Le café au fond de ma tasse refroidit depuis plusieurs minutes. Normal, la question posée par la journaliste Claudia Nuara lors de notre rendez-vous-café me laisse pensif. Comment apprendre un métier aussi technique en quatre ans ? C’est évidemment trop court, tant la matière est dense, complexe et…stressante. En tant qu’entreprise formatrice, Eclipse s’est très vite rendu compte qu’il fallait poser des conditions-cadre claires pour que les personnes désirant se lancer dans un CFC soient conscientes du chemin à parcourir. 

Mais le métier est plutôt cool non ? me taquine Claudia en sirotant son espresso. Oui, si tu es flexible et que tu acceptes que ta vie sociale soit en décalage de celles des autres.

Une année pour se convaincre

Chez Eclipse, nous proposons et exigeons que la personne ait fait plus ou moins une année dans le métier. Car lorsque tu commences la formation, les deux premiers mois, tu vas aborder toutes les matières et que si tu ne comprends pas pourquoi, à un moment donné, tu décroches ! Alors la personne désirant devenir techniscéniste va suivre chez nous une année de préapprentissage pour connaître déjà le métier et ses difficultés. Elle ne va donc pas aller à l’école, mais toucher et voir de la matière. Elle sera sur le terrain, au dépôt, fera de la logistique et des travaux d’entretien. Cela lui permettra d’évaluer sa motivation et de savoir si elle est prête à s’engager dans une formation de quatre ans, d’assumer chaque heure d’école.

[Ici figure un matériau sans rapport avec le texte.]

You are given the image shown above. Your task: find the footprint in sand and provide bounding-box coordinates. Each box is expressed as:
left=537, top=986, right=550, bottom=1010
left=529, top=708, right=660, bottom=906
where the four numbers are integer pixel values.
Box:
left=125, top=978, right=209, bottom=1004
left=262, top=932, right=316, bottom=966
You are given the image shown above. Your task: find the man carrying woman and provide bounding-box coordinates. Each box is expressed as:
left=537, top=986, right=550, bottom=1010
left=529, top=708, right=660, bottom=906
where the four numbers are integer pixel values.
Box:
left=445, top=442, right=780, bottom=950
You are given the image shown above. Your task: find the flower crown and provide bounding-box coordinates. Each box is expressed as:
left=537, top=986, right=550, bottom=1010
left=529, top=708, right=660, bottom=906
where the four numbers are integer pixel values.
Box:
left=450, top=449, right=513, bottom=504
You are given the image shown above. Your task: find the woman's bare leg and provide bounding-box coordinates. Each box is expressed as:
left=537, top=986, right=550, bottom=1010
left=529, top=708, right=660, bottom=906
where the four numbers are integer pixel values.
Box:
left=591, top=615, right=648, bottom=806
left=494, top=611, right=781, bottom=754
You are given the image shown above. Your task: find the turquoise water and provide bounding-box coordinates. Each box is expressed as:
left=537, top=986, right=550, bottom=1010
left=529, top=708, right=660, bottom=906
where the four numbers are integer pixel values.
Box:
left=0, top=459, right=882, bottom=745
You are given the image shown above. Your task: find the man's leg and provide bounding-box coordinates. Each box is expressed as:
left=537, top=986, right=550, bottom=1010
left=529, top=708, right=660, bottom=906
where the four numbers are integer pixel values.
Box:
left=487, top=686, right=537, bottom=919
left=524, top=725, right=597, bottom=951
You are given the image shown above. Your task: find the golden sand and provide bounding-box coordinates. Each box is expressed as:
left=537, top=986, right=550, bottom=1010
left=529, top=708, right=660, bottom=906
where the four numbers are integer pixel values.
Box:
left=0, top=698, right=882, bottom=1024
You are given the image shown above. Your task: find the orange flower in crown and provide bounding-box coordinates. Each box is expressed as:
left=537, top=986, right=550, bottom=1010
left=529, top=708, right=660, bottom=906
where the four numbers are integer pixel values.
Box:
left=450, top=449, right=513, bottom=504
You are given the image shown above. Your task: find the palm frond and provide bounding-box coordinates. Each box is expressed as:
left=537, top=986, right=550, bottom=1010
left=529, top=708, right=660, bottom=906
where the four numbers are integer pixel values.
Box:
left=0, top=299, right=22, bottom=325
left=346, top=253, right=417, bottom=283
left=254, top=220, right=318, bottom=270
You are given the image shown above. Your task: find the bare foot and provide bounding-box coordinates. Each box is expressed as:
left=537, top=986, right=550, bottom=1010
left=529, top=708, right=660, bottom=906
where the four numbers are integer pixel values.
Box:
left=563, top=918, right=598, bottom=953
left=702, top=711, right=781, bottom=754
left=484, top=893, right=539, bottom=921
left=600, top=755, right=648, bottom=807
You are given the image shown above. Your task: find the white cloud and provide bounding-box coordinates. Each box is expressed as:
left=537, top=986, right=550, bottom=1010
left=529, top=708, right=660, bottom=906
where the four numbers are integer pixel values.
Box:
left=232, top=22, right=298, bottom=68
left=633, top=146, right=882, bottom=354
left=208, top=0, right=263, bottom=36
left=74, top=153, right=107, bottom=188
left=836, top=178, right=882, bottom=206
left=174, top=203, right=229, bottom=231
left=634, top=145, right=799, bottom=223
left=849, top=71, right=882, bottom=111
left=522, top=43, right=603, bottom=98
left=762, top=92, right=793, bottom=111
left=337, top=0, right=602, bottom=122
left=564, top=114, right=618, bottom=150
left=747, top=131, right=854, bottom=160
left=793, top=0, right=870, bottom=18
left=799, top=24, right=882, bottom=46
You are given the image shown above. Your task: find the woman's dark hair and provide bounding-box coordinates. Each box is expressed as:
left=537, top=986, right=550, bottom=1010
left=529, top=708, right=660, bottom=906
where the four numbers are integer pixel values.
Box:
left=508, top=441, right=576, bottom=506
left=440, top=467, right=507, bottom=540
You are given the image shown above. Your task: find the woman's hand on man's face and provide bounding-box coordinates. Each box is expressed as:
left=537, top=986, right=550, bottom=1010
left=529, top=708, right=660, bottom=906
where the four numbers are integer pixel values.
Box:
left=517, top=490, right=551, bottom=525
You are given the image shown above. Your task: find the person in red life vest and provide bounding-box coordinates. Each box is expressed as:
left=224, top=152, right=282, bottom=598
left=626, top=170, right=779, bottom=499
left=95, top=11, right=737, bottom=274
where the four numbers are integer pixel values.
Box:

L’expérience est irremplaçable

J’imagine qu’il vaut mieux avoir déjà un bagage professionnel avant de se lancer, souligne Claudia. C’est un véritable plus, oui, mais ce n’est pas évident non plus de retourner sur les bancs d’école. D’autant que celle-ci est difficile, en raison de la densité et complexité de la matière (lumière, son, audiovisuel, scène, informatique, réseau, sécurité,..). Il y a à chaque fois de quoi faire un métier en trois ans ! Toutefois, les entreprises formatrices ont toutes vu qu’il y avait un problème à commencer la formation à 15 ans, pour des questions de maturité, de réglementation (travail des jeunes) et d’expérience de vie.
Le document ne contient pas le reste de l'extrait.